Bab. 06. Berujung (Dipaksa) Putus

91 12 0
                                    

Niat hati Anggun untuk segera berkemas ketika tiba di rumah sirna karena melihat Septi yang duduk di bangku tembok tepat di serambi depan rumah.

Seketika Anggun dilingkupi kegelisahan. Termasuk rasa penasaran.

Mengapa kakak Dhanan datang ke rumahnya?

Septi yang sedari tadi menunggu bangkit lantas menghampiri Anggun. "Baru pulang, Ngun?" tanyanya kemudian melirik kembali layar ponselnya. "sudah lewat isya padahal. Lembur?"

Anggun coba tersenyum. Ia menyalami tangan Septi terlebih dahulu. "Tadi ada sedikit urusan, Mbak. Mbak ... enggak kabari Anggun dulu kalau mau ke rumah."

"Ini, Mbak mau ke rumah ibu. Mbak pikir, Mbak sudah lama kamu enggak ketemu kamu. Jadi, Mbak mampir ke sini dulu. Oia, Mbak beli ikan bakar buat kamu. Kamu suka ikan bakar, 'kan?" lanjutnya sembari menunjuk bungkusan yang ditinggalkannya di atas bangku.

Anggun ikut melongok. Hatinya malah semakin gelisah karena Septi sampai repot-repot bawa sesuatu untuknya. "Mbak repot-repot. Makasih, Mbak."

"Cuma ikan. Kemarin Mbak beli, enak. Mbak jadi kepikiran sama kamu."

"Makasih, Mbak."

"Nggun, tadinya ada yang mau Mbak bicarakan, tapi ini sudah terlalu malam. Besok saja Mbak ke sini lagi, yo?"

"Anggun mau ke Jakarta, Mbak. Sepertinya lusa baru pulang atau Senin sekalian nanti berangkat kerja dari sana."

"Oh, ke rumah ibumu, yo?" tebaknya.

"Iya, Mbak. Ayo, Mbak, kita ngobrol sebentar di dalam." Septi diam sejenak. Ia kembali menatap layar ponselnya untuk menghitung kira-kira ia sampai di rumah jam berapa nantinya. "Mbak?"

"Yo weslah.

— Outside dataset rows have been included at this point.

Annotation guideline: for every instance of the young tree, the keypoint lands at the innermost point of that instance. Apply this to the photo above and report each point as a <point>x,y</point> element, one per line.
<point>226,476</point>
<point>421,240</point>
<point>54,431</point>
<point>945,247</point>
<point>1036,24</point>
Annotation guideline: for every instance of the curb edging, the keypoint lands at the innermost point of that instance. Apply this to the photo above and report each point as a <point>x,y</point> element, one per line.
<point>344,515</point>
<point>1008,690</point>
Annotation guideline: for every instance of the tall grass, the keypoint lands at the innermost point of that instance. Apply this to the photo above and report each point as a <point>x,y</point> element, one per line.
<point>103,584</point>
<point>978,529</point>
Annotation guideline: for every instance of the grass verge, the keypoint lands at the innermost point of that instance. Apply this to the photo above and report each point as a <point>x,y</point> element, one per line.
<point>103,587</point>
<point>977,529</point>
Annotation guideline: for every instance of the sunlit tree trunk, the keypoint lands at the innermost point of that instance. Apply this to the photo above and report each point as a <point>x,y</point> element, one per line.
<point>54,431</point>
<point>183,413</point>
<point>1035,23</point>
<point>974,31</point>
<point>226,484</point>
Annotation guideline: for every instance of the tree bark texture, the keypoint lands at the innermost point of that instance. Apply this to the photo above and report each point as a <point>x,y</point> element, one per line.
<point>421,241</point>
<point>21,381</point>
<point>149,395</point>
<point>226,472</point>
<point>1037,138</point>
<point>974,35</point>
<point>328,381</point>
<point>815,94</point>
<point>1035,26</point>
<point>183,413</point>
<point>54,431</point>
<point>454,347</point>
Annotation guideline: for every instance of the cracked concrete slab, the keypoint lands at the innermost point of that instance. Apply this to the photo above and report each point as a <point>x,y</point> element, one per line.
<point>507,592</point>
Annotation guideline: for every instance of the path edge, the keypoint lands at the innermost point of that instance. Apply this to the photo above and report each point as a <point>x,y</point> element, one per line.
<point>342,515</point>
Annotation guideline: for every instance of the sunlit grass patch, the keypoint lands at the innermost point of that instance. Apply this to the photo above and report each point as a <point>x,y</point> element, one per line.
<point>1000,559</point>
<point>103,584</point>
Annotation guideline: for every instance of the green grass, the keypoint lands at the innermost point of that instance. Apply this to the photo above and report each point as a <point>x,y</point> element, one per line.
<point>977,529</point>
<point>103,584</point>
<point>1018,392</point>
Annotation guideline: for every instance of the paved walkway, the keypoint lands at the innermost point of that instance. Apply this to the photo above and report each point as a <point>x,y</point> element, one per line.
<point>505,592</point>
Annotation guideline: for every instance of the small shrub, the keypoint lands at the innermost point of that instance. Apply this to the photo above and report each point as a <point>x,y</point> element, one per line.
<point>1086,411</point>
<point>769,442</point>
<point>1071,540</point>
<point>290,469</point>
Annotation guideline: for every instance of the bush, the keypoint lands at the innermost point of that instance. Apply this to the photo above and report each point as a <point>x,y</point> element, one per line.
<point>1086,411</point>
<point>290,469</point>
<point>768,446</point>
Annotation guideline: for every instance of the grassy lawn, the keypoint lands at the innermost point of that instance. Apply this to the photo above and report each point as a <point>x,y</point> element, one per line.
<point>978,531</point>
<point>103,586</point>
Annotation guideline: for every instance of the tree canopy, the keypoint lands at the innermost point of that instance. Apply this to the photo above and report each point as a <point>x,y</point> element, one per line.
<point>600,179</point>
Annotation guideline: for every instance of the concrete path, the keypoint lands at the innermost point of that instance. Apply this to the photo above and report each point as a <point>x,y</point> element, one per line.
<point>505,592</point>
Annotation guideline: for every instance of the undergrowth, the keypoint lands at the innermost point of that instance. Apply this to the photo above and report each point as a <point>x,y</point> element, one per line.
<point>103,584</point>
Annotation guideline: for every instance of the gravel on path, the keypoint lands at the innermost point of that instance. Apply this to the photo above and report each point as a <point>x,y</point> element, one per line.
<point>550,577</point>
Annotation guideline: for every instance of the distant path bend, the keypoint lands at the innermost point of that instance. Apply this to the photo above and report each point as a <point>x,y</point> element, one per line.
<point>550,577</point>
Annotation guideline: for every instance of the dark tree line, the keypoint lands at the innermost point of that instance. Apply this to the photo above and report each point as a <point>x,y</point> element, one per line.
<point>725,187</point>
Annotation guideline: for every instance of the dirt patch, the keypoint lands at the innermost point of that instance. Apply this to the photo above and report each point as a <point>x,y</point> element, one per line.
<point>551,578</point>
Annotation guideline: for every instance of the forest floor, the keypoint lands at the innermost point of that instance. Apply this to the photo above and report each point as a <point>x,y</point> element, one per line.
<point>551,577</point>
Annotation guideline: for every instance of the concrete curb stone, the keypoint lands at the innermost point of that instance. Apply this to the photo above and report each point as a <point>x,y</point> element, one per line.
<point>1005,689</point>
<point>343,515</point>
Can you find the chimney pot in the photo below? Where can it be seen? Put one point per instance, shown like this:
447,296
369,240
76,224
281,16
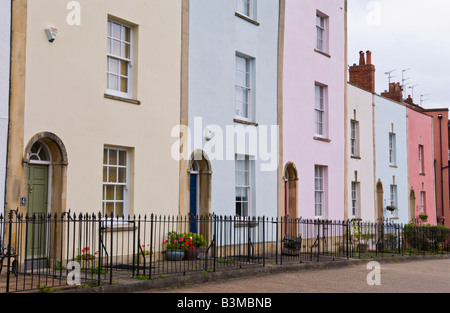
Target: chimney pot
361,58
369,57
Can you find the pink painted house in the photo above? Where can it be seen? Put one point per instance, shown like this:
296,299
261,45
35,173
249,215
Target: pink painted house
420,164
314,70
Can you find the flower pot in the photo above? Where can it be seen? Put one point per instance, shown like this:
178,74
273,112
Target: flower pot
191,254
362,247
146,259
174,255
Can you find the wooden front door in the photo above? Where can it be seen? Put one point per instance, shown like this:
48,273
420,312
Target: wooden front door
37,211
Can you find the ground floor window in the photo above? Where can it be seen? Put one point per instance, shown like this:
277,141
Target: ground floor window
319,191
243,185
115,182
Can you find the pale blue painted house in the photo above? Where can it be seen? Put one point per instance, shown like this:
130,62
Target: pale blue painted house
233,52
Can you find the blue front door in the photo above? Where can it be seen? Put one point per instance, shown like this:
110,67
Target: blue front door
193,203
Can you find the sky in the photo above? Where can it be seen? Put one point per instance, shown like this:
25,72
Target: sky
411,38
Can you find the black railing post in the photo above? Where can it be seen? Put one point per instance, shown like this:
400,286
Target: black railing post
151,246
9,251
264,241
215,243
111,252
134,246
100,250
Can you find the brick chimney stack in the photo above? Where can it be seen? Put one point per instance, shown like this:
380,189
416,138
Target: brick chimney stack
395,92
363,75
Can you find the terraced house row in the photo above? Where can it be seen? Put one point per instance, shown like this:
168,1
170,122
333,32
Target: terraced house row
236,107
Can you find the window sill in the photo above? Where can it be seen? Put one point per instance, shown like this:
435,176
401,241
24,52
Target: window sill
111,97
322,139
322,53
236,120
248,19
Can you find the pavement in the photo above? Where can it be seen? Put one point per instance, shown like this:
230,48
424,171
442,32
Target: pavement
402,274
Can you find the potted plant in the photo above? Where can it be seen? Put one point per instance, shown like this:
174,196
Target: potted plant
361,238
86,259
391,208
423,217
192,243
174,246
144,255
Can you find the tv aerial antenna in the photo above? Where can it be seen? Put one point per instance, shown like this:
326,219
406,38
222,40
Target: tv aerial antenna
389,74
423,100
412,90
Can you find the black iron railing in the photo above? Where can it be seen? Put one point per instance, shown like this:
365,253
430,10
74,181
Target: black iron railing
44,252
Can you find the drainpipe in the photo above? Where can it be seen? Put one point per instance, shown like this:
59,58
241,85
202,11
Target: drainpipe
9,108
442,169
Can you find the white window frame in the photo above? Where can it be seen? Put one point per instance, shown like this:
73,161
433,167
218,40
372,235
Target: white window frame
246,172
321,28
421,163
392,149
246,5
355,194
394,197
121,58
248,88
106,166
422,202
354,138
320,110
319,191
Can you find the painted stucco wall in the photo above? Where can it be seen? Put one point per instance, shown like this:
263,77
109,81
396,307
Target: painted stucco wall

Sebentar saja. Mbak juga sudah enggak bisa tahan lagi ingin ngobrolin ini sama kamu."

"Iya, Mbak. Ayo."

Septi mengikuti langkah Anggun, lantas duduk bersebelahan dengan kekasih sang adik. Hatinya tiba-tiba meragu. Septi tahu betul Dhanan tidak akan suka kalau dirinya ikut campur. Namun, Septi tidak bisa menunggu lagi. Ia juga tidak bisa membiarkan ibunya menyimpan resah sendirian.

Setali tiga uang dengan Septi. Anggun juga gelisah, takut. Sengaja ia menaruh tas di atas pangkuan. Anggun tidak ingin Septi melihat tangannya gemetaran.

"Begini, Nggun ... bingung, aduh, Mbak bingung mulainya darimana," ucap Septi sembari sesekali membetulkan ujung hijab yang dikenakan.

Anggun diam sejenak. Ini pasti menyangkut dengan Dhanan. Apa pertemuannya tadi dengan Dhanan telah diketahui Septi? "Mas Dhanan sudah cerita semuanya sama Mbak, ya?"

Ketegangan di wajah Septi perlahan memudar. "Iya." Kata itu meluncur begitu saja dari mulut Septi. Meski tidak tahu apa-apa, tetapi sebaiknya ia pura-pura tahu saja.

"Anggun minta maaf."

Dahi Septi mengerut. "Minta maaf?"

"Iya, Mbak. Anggun, Anggun sayang sama Mas Dhanan, tapi Mbak benar—"

"Memangnya kamu sungguh dengar apa yang Mbak obrolin sama Dhanan?" potong Septi.

Anggun mengangguk. "Malam itu, Anggun memang berniat ke rumah Mas Dhanan, tapi Anggun lihat mobil Mbak di halaman rumah. Anggun lihat dari jendela, sepertinya Mbak sama Mas Dhanan bicara cukup serius."

"Kamu dengar apa yang Mbak bicarakan sama Dhanan?"

Anggun mengangguk. "Mbak benar. Enggak seharusnya Anggun menghalangi kebahagiaan Mas Dhanan."

Septi memandangi Anggun. Ia berani bersumpah kalau dalam dasar hatinya, Septi ingin akhir kisah Anggun dan Dhanan bisa berlabuh dalam satu dermaga yang sama.